There are people who shrink from notice because they are so badly off. It is simply stupid to be ashamed of being poor; and the little dwarf-willows are not a bit ashamed. But they know that the soil they grow in is so poor that they can never attain the height of proper trees. If they tried to shoot up and began to carry their heads like their stately cousins the poplars, they would soon learn the difference.
For the poplars are their cousins. They are the stateliest of all the willow-trees and they know it, as any one can see by looking at them with half an eye. You only have to notice the way in which they hold themselves erect to perceive it.
The beech and the oak and the birch and whatever the other trees are called stick out one polite branch on this side and one polite branch on that.
"May I beg you kindly to give me a little bit of sunshine?" says the branch up in the air.
"Can I help you to a little bit of shadow?" says the branch down by the ground.

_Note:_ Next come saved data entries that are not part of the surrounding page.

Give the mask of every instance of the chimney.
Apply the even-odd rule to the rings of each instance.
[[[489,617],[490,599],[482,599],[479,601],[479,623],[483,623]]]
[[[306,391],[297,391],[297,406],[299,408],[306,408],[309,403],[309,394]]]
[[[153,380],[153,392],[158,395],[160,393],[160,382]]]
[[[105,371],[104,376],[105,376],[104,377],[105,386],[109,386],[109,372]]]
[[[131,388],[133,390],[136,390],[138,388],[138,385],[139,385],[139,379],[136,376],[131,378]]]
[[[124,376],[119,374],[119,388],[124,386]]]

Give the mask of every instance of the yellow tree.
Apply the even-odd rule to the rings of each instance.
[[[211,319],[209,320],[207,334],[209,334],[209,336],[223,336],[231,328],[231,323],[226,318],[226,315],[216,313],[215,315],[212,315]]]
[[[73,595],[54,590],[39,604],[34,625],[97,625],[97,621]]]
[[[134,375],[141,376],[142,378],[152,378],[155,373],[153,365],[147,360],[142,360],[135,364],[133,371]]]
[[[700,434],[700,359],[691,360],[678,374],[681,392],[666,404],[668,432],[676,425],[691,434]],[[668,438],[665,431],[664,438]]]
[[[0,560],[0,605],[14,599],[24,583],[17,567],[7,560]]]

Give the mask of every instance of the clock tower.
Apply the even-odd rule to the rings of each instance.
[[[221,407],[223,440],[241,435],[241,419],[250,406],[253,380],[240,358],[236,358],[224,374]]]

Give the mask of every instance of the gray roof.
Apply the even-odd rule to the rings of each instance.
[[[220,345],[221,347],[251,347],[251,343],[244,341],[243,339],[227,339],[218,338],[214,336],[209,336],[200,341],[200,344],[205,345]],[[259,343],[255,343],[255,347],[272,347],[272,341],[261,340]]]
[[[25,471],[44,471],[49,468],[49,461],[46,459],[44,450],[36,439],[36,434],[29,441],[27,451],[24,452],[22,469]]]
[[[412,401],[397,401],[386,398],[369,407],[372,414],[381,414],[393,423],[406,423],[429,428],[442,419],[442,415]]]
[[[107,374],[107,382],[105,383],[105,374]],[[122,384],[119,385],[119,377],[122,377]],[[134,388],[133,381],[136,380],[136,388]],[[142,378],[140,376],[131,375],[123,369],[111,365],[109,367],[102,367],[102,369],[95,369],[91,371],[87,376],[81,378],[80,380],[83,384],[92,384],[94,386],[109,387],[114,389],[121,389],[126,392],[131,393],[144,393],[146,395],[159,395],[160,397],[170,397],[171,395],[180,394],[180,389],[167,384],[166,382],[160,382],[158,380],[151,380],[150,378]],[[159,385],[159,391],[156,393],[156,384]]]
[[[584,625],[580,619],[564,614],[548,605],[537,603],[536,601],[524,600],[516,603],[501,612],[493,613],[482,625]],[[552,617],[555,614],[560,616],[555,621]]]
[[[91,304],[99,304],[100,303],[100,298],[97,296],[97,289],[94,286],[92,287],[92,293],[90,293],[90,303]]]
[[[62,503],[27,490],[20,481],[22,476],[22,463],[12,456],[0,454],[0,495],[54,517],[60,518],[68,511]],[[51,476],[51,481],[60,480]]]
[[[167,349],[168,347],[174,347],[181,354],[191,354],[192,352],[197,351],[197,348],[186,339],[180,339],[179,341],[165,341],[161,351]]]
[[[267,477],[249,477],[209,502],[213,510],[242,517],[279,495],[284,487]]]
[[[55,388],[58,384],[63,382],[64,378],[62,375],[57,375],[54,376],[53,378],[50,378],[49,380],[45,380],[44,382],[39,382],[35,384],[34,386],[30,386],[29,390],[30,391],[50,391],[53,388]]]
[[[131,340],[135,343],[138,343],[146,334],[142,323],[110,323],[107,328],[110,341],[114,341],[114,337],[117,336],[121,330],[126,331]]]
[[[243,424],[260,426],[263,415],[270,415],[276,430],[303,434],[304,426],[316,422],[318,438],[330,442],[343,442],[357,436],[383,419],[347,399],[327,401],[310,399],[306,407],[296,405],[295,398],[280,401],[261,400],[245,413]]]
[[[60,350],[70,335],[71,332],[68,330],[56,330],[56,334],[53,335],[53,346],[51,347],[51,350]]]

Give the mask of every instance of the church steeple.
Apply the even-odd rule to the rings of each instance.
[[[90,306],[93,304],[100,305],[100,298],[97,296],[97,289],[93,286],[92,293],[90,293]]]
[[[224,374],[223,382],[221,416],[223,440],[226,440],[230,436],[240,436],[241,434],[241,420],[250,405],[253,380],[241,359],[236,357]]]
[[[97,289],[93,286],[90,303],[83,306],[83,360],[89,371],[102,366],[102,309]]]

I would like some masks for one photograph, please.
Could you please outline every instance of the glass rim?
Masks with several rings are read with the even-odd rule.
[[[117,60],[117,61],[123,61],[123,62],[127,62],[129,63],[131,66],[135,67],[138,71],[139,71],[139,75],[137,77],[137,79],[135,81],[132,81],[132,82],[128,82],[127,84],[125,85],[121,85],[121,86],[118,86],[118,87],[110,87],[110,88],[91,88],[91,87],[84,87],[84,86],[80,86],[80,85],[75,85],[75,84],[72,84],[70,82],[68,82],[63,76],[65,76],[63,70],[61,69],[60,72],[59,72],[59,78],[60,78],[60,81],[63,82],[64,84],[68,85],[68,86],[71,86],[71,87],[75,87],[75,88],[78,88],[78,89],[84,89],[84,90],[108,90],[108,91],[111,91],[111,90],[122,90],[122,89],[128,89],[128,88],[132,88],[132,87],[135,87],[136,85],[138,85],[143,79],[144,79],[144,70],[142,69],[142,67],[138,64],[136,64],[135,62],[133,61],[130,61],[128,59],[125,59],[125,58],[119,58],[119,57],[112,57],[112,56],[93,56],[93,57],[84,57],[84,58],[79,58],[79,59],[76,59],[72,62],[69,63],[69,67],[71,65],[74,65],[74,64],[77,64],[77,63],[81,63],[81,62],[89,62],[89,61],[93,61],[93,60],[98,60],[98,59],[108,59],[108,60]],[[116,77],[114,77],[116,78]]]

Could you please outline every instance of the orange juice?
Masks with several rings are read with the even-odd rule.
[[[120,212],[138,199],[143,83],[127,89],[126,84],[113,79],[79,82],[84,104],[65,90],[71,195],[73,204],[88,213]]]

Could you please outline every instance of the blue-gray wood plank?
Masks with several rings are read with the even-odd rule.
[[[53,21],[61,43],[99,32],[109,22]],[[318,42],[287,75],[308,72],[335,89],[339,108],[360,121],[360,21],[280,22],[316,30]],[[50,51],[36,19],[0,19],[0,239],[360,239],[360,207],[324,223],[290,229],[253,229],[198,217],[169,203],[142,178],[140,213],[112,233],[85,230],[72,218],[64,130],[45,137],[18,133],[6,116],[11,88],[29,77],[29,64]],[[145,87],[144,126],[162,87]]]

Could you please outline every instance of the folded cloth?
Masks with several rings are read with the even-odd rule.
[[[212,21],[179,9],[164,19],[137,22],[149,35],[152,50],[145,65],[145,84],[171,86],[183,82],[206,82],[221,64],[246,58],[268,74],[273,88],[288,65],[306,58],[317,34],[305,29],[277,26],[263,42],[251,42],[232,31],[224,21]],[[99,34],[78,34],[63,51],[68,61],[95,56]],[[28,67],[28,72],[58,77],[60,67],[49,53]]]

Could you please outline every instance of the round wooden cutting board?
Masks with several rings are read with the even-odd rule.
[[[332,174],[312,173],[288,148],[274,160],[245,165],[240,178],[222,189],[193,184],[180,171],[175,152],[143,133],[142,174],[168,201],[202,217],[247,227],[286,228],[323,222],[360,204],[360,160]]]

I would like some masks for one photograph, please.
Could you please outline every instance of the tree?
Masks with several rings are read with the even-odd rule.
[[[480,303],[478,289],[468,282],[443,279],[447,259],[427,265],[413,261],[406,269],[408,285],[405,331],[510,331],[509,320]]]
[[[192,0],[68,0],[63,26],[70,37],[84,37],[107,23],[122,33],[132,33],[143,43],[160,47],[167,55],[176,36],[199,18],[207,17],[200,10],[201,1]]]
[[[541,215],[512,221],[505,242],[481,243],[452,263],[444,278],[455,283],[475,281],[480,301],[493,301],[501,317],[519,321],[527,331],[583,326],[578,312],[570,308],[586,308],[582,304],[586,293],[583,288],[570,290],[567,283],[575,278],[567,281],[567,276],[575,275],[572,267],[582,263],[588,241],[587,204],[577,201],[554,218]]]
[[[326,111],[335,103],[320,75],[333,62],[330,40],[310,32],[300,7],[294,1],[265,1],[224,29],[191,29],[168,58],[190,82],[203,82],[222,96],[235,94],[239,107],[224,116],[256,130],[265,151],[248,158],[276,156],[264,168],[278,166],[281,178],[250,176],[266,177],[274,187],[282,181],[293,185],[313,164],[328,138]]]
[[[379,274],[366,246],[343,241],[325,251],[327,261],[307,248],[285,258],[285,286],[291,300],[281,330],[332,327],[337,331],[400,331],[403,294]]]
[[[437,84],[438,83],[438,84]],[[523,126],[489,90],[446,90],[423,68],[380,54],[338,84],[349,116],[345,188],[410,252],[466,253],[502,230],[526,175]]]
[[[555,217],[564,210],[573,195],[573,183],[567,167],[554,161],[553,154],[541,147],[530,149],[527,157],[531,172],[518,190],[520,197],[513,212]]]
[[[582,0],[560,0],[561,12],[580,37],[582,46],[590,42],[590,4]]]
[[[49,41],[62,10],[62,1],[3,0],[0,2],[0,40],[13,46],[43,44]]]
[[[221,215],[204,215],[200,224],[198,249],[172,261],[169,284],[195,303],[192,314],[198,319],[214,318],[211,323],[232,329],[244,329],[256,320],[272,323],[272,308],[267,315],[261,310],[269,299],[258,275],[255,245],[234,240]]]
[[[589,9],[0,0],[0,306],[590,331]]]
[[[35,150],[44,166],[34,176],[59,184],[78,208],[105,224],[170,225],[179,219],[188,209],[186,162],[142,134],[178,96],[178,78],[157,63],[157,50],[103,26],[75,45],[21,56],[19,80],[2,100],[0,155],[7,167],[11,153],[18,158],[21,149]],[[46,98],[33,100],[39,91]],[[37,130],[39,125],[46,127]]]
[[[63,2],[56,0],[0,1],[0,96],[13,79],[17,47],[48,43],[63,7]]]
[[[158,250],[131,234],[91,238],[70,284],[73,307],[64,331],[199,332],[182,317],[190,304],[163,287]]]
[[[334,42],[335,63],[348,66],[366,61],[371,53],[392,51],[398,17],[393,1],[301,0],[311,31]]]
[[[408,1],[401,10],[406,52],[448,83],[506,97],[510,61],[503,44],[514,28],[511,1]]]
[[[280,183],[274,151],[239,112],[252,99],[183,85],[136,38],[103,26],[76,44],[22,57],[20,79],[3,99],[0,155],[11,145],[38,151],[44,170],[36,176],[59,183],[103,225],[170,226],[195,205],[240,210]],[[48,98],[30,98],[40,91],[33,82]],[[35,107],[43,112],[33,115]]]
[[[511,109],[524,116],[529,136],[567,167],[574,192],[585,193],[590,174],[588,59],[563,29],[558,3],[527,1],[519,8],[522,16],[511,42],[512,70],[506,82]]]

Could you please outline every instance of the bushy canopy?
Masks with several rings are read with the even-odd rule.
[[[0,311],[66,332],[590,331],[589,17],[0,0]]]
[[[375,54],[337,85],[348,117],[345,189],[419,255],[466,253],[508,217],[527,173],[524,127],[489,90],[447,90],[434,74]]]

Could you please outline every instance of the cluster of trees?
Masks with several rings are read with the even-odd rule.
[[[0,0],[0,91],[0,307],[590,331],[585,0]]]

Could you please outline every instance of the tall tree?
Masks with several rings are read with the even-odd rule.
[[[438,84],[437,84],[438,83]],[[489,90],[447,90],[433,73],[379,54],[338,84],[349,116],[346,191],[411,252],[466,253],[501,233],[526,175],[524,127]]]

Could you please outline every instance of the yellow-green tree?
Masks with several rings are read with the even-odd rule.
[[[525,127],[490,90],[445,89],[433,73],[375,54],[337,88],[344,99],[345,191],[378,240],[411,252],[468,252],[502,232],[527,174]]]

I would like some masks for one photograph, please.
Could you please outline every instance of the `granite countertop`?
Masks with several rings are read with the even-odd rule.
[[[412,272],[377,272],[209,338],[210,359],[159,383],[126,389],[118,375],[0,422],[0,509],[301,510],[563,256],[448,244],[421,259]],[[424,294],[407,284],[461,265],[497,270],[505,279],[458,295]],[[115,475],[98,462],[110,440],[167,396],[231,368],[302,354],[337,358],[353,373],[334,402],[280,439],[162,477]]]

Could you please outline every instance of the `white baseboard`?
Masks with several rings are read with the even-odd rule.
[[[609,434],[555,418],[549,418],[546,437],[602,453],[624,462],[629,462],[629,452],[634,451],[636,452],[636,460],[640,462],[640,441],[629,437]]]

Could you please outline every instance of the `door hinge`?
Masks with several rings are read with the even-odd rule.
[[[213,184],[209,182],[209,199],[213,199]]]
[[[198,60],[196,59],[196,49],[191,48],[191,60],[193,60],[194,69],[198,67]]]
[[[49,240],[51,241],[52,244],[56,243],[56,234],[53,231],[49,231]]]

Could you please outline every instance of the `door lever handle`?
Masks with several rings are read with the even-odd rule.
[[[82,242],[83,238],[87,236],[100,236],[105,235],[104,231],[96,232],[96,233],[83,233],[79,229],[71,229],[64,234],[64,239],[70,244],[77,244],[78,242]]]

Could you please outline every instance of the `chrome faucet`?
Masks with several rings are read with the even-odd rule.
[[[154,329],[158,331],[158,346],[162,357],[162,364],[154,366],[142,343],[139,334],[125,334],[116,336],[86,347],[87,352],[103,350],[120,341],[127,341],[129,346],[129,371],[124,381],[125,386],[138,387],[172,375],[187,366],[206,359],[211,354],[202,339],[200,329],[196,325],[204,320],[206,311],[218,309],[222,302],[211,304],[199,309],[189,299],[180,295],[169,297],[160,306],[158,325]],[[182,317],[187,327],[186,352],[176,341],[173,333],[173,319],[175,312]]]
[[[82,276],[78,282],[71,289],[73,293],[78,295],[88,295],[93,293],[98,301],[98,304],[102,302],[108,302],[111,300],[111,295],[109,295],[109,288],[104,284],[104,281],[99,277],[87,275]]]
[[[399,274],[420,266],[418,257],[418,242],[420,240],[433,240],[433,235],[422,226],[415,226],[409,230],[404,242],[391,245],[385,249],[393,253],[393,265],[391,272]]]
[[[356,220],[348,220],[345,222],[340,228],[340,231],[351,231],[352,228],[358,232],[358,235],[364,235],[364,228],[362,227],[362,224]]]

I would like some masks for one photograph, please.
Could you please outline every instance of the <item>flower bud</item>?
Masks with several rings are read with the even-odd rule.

But the poplars sing a very different tune. With them it is:
"Every branch straight up on high! Close up to the trunk with you! There's nothing to stare at down below! Look above you! Heads up!... March!"
And all the branches strut right up to the sky and the whole tree shoots up, straight and proud as a pikestaff.
It's tiring. But it's elegant. And it pays. For has any one ever seen a smarter tree than one of those real, regular poplars, as stiff as a tin soldier and as tall as a steeple?
And, when the poplars stand along the road, in a long row on either side, you feel very respectful as you walk between them and are not in the least surprised when it appears that the avenue leads right up to a fine country-house.